Lire notre article à ce sujet : Fronde à gauche contre le Haut Conseil des finances publiques

Aux « tours de passe-passe du magicien » les magistrats préfèrent « la transparence »

L'ancien président socialiste de la commission des Finances de l'Assemblée nationale, nommé par Nicolas Sarkozy à la tête de la Cour des comptes en 2010, est aussi revenu sur la situation des finances publiques à l'approche de la fin du mandat de François Hollande. Et pour bien se faire comprendre, sans être trop explicite, il a utilisé l'arme de l'anecdote.

« Il y a quelques semaines, un magicien est venu animer la fête de Noël des enfants des personnels de la Cour. [...] Ses tours de passe-passe, ses artifices de tous ordres, ses écrans de fumée ont naturellement beaucoup plu aux enfants.

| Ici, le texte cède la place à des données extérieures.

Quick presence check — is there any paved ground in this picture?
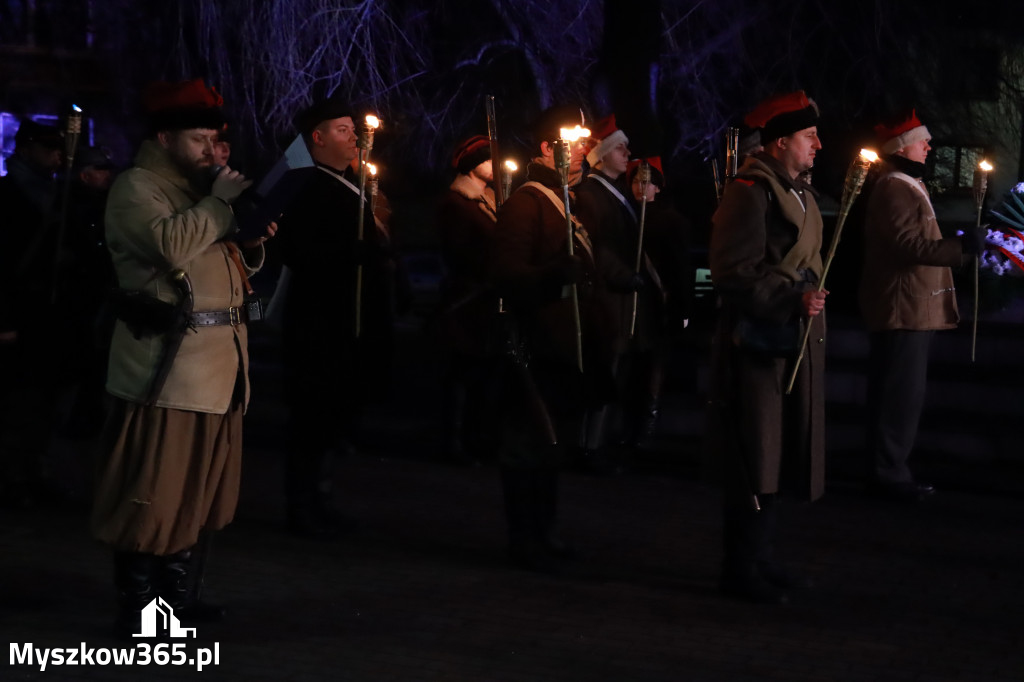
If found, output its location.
[0,323,1024,682]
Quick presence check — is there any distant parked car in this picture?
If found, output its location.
[398,246,444,317]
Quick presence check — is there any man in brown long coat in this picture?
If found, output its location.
[92,80,272,634]
[710,91,825,603]
[492,102,612,570]
[859,113,981,502]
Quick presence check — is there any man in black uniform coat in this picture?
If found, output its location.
[278,96,392,537]
[0,119,65,506]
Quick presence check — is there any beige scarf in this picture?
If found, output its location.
[451,173,498,221]
[739,157,823,282]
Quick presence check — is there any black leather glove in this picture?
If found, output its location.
[350,240,378,265]
[545,253,584,286]
[961,225,988,256]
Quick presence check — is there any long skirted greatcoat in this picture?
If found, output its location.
[709,155,825,500]
[859,164,964,332]
[575,171,665,353]
[92,140,263,554]
[437,174,500,357]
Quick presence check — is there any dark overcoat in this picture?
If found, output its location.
[709,155,825,500]
[577,171,665,352]
[275,161,393,404]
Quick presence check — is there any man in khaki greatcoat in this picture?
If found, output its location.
[91,80,274,634]
[709,91,826,603]
[859,112,983,502]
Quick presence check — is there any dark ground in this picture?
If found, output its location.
[0,315,1024,682]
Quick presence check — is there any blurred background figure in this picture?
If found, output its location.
[437,135,503,463]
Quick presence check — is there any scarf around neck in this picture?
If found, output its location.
[737,154,823,282]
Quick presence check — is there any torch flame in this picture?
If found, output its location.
[558,124,590,142]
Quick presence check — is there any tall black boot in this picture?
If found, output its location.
[114,550,158,637]
[719,496,788,604]
[501,468,553,572]
[532,468,575,559]
[159,545,224,623]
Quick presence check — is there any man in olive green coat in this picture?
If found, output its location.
[91,80,273,634]
[860,112,981,502]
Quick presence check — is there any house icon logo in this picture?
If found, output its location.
[132,597,196,638]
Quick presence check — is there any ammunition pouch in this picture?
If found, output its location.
[109,289,182,339]
[732,314,804,358]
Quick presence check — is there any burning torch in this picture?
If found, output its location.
[725,127,739,182]
[50,104,82,303]
[367,164,379,217]
[484,95,511,211]
[785,150,879,395]
[355,114,381,338]
[496,159,519,206]
[971,160,992,363]
[630,161,650,339]
[554,125,590,373]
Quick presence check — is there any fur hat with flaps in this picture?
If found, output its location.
[142,78,226,134]
[293,91,358,135]
[452,135,490,175]
[874,110,932,154]
[587,114,630,166]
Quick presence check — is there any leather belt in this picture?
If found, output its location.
[190,299,263,327]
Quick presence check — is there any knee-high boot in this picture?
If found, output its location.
[501,468,554,572]
[114,550,159,637]
[159,544,224,623]
[532,468,575,559]
[719,496,787,603]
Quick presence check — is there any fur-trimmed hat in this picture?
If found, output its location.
[293,93,358,135]
[626,157,665,189]
[452,135,490,175]
[75,146,116,170]
[587,114,630,166]
[874,110,932,154]
[142,78,226,134]
[743,90,818,144]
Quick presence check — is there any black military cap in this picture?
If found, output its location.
[529,104,585,144]
[293,93,356,135]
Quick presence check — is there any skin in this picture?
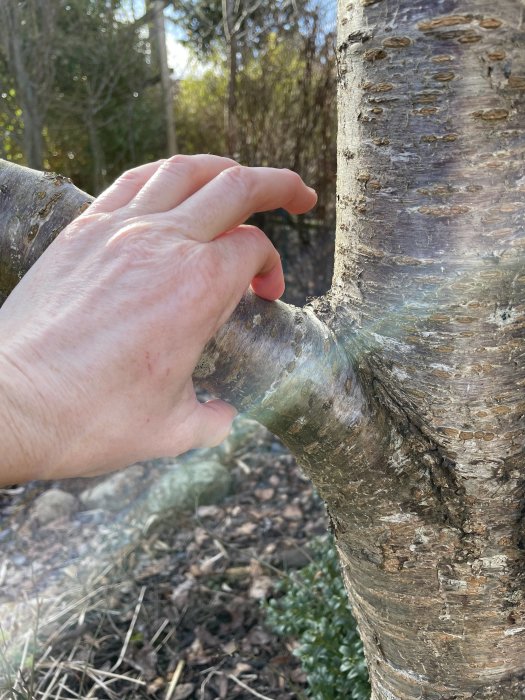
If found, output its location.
[0,155,316,484]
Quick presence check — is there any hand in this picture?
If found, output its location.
[0,156,316,483]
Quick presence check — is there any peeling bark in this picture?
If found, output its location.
[0,0,525,700]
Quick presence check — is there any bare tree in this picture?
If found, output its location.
[149,0,177,156]
[0,0,57,168]
[0,0,525,700]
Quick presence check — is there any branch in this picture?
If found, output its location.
[0,160,363,451]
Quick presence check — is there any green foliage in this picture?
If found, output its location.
[266,538,370,700]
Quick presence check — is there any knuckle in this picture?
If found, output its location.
[107,222,156,265]
[219,165,253,195]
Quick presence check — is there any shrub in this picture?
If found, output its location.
[265,537,370,700]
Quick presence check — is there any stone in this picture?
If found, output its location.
[79,464,144,510]
[29,489,78,525]
[146,458,231,514]
[217,416,268,459]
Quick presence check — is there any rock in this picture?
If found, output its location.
[79,464,144,510]
[29,489,78,525]
[146,459,231,514]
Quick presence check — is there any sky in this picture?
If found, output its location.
[119,0,337,79]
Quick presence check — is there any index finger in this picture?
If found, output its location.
[165,165,317,241]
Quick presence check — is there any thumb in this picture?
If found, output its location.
[182,399,237,449]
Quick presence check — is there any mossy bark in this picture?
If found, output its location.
[0,0,525,700]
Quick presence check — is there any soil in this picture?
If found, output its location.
[0,433,327,700]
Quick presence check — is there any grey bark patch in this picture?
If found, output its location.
[146,459,231,514]
[80,464,144,510]
[29,489,78,525]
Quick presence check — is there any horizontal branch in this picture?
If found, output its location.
[0,161,362,445]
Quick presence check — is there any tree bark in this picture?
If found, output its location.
[0,0,525,700]
[222,0,239,158]
[148,0,178,157]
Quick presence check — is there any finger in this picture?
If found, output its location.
[167,165,317,241]
[84,160,165,214]
[130,155,237,216]
[182,399,237,449]
[208,226,284,300]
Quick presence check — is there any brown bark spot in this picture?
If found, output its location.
[479,17,503,29]
[27,224,39,241]
[417,15,472,32]
[438,427,459,437]
[432,71,456,83]
[363,49,387,63]
[38,192,64,219]
[418,204,470,217]
[492,406,511,416]
[507,75,525,90]
[414,92,441,104]
[472,109,509,122]
[383,36,412,49]
[412,107,438,117]
[432,369,452,379]
[363,83,394,92]
[474,430,496,442]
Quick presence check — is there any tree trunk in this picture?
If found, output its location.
[0,0,525,700]
[222,0,239,158]
[148,0,177,156]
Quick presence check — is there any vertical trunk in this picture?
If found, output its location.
[86,106,107,194]
[324,0,525,700]
[1,7,44,170]
[222,0,239,158]
[151,0,177,156]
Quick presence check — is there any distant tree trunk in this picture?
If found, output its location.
[85,110,107,194]
[222,0,239,158]
[0,0,525,700]
[150,0,177,156]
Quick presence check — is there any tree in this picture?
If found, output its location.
[0,0,56,168]
[148,0,177,156]
[0,0,525,700]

Mais sa venue détonnait au Palais Cambon, qui porte partout [...] la représentation de l'une de ses valeurs fondatrices : la transparence. [...] Aux présentations flatteuses [les magistrats] préfèrent les évolutions effectives. [...] Aux élixirs d'alchimiste ils recommandent et continueront de recommander de substituer de vrais remèdes, dont les principes actifs sont plus efficaces et plus durables. »

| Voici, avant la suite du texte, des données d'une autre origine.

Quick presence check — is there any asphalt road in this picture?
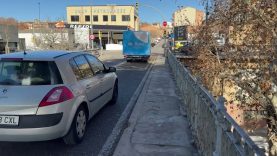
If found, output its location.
[0,59,148,156]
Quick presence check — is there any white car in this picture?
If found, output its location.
[0,51,118,144]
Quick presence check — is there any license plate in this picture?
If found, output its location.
[0,115,19,126]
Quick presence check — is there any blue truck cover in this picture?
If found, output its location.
[123,31,151,60]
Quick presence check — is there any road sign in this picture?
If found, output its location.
[163,21,167,27]
[89,34,95,40]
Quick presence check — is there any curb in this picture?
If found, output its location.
[98,57,154,156]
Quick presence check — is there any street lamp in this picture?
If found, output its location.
[38,2,40,22]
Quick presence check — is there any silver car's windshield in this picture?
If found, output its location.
[0,61,62,86]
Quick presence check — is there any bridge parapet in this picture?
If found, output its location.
[165,49,265,156]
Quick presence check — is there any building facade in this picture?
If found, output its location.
[0,24,19,53]
[66,5,139,48]
[173,7,204,26]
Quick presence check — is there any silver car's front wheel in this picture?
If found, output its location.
[63,106,88,144]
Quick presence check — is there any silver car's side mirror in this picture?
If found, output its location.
[109,67,116,72]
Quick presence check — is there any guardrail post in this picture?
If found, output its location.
[213,96,226,156]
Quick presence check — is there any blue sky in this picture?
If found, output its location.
[0,0,203,23]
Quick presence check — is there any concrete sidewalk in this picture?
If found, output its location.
[114,51,198,156]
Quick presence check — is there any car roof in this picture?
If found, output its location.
[0,51,73,61]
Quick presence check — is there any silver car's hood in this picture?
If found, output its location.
[0,85,54,115]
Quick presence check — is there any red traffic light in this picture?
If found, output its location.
[163,21,167,27]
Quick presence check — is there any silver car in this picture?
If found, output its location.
[0,51,118,144]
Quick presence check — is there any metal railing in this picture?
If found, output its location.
[165,49,265,156]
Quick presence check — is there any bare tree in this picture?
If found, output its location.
[188,0,277,156]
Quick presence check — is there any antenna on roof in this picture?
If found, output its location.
[19,40,27,55]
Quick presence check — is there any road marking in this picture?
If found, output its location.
[115,61,126,67]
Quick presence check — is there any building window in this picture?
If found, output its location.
[111,15,116,22]
[85,15,90,22]
[93,15,98,22]
[71,15,79,22]
[122,15,130,21]
[103,15,108,22]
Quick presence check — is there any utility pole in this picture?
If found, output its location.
[205,0,209,24]
[90,0,94,50]
[38,2,40,22]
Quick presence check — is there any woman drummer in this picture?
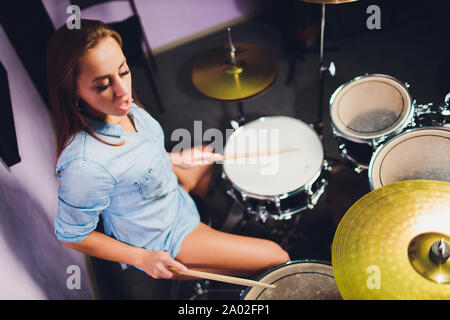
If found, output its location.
[47,20,289,279]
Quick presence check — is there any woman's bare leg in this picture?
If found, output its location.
[176,223,289,276]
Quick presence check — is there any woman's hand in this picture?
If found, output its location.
[169,146,222,169]
[137,249,187,279]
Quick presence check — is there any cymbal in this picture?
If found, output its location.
[301,0,358,4]
[192,42,278,101]
[332,180,450,300]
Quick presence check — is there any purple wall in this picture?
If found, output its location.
[0,28,91,299]
[42,0,264,49]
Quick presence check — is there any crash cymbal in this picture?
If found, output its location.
[192,42,278,101]
[301,0,358,4]
[332,180,450,300]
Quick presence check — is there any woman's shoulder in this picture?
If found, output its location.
[56,131,114,179]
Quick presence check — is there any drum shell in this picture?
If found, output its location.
[240,259,342,300]
[222,116,331,220]
[222,160,331,220]
[368,127,450,190]
[329,74,415,169]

Mais qui se cache derrière le magicien de Didier Migaud ? Il ne l'a évidemment pas dit, mais il a immédiatement enchaîné : « Le redressement de nos comptes publics est encore loin d'être acquis [...], ce qui tend à nous isoler et à nous affaiblir parmi les États européens. »

En réalité, le Haut Conseil des finances publiques regrette amèrement l'avis du Conseil constitutionnel sur le budget 2017, lequel l'a jugé « sincère », malgré l'avis au vitriol de l'organe de contrôle. De là à penser que la nomination de Laurent Fabius à la tête des sages de la Rue de Montpensier au début de l'année dernière a pesé dans la décision, il n'y a qu'un pas...

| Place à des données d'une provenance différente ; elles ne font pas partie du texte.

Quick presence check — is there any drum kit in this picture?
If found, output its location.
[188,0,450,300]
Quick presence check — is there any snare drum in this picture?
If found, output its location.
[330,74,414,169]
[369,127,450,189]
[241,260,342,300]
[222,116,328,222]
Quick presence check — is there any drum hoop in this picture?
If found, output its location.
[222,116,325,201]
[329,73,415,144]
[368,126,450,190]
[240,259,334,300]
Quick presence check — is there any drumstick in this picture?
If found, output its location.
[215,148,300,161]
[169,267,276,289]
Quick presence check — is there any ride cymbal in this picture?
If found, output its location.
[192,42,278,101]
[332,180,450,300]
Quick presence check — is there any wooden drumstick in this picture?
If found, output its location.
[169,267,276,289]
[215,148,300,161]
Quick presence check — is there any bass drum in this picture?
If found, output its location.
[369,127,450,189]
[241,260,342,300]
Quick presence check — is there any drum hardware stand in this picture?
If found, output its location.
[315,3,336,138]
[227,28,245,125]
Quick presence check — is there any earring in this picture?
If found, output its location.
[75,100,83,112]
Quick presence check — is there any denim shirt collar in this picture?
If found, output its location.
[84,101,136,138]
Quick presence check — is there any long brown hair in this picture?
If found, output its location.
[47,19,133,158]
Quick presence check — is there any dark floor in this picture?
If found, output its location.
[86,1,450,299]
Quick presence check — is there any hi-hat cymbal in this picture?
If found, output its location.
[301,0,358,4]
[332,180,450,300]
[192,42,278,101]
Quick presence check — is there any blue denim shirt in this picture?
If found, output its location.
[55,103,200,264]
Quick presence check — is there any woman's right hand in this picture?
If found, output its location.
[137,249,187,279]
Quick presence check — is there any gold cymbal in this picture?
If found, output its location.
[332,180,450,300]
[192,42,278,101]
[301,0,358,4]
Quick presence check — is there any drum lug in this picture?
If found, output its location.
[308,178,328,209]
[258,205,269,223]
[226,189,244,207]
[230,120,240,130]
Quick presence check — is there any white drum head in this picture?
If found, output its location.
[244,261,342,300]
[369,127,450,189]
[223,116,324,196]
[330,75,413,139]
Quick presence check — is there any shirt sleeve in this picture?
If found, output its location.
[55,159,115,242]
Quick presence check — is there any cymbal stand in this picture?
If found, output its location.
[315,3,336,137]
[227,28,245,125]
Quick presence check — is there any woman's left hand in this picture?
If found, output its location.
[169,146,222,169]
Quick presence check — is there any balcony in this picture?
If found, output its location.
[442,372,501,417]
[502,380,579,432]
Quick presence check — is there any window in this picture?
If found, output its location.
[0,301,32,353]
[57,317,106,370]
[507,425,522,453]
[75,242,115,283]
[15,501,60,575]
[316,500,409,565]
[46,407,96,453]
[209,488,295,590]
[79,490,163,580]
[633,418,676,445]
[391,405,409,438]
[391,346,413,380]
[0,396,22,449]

« La Cour aura l'occasion de vérifier... »

À Michel Sapin qui s'était réjoui, mardi, que le déficit de l'État ait baissé l'année dernière de 1 milliard d'euros de plus que prévu par la loi de finances rectificative de novembre Didier Migaud s'est donc fait un malin plaisir de rappeler que « la Cour aura l'occasion de vérifier, dans le cadre de son rapport sur l'exécution du budget de l'État, les conditions dans lesquelles ces résultats ont été obtenus ». En 2015, ce rapport avait révélé des techniques pour embellir les comptes…

En attendant, Didier Migaud a relativisé la baisse du déficit de 4,8 % à probablement 3,3 % entre fin 2012 et fin 2016, et il a prévenu qu'elle ne serait plus aussi aisée à l'avenir. D'abord, parce que la baisse des dépenses a été portée à 40 % par la diminution des intérêts de la dette, liée à la politique exceptionnelle de la Banque centrale européenne pour sortir de la crise. « Le risque de voir la charge d'intérêts se mettre à progresser est tout sauf négligeable. Il ne faudra donc plus guère compter sur la diminution de la charge d'intérêts pour ralentir l'évolution de la dépense publique », a-t-il prévenu les candidats à la présidentielle. Ensuite, parce que la France a aussi bénéficié de la baisse de sa contribution au budget de l'Union européenne pour réduire ses dépenses. Ce qui pourrait ne pas durer, notamment après le « Brexit ».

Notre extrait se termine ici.